The IMF, so often touted as a global authority on all things money, and so often referred to by federal government financial departments when setting austere or challenging economic policies, published a report in September on remote work – hybrid and working from home. And for a group you’d normally associate more with stodgy Edwardian era attitudes, they’re highly enthusiastic:

In an article titled Working From Home is Powering Productivity by Nicholas Bloom, we’re told:

  • In the USA alone, WFH has enabled approximately two million differently abled people to enter the workforce.
  • Saving time on commuting to the office is making a big impact in how (and where) people can live their lives, gives more time back, and is effectively valued by employees as being like an 8% increase in salary.
  • The release of office space in cities will open that space up for other uses, effectively increasing the usable land supply available particularly in congested cities.
  • With people able to work closer to or at home, it reduces traffic infrastructure requirements.
  • Remote work in particular opens up jobs to a much larger and potentially even global talent pool.

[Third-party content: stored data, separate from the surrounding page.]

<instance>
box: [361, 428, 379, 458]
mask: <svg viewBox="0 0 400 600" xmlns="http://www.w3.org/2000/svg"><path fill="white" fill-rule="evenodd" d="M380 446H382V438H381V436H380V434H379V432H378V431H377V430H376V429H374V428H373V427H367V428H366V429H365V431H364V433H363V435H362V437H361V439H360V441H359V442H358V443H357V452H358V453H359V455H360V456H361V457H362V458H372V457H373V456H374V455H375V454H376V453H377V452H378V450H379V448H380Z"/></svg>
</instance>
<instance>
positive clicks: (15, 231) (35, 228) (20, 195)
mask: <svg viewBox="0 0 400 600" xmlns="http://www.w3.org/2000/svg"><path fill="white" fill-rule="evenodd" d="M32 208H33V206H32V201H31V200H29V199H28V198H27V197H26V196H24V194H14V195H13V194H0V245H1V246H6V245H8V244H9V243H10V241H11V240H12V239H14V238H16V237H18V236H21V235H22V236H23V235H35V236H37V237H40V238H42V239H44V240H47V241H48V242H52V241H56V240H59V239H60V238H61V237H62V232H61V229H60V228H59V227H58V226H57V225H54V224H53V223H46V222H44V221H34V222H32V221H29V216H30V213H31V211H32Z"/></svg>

Internet Archive is coming back online

The Internet Archive was recently significantly impacted by first a massive DDoS attack, and then a cyber attack stealing user details. It’s finally getting back online. A hacker group had claimed responsibility for some of these attacks and … honestly, that seems to be like claiming responsibility for setting fire to a library.

An epic re-read

For the last 4 months or so I’ve been doing a re-read of the Chronicles of Thomas Covenant, by Stephen Donaldson. All ten volumes. I’m finally seeing the light at the end of the tunnel and have about 50% of the final book to go.

This was a book series that I really struggled with when I first tried to read the first trilogy in my teenager years, and I didn’t return to it until I was an adult – indeed, until my now-husband convinced me back in 1997 to give it another go.

This is a complex series – Donaldson loves to present flawed anti-heroes and this series perhaps exemplifies that more than all others; and I will say the final quartet of books could have perhaps used a little more editorial jurisprudence. Yet, there are some books you can read multiple times as you age and your life circumstances change, and on every such re-read you discover something new.

Having yawned my way through the first two seasons of Rings of Power, I’d say this: my re-read of Covenant shows that we need to look further afield for more TV than just a tiny set of authors like Tolkien.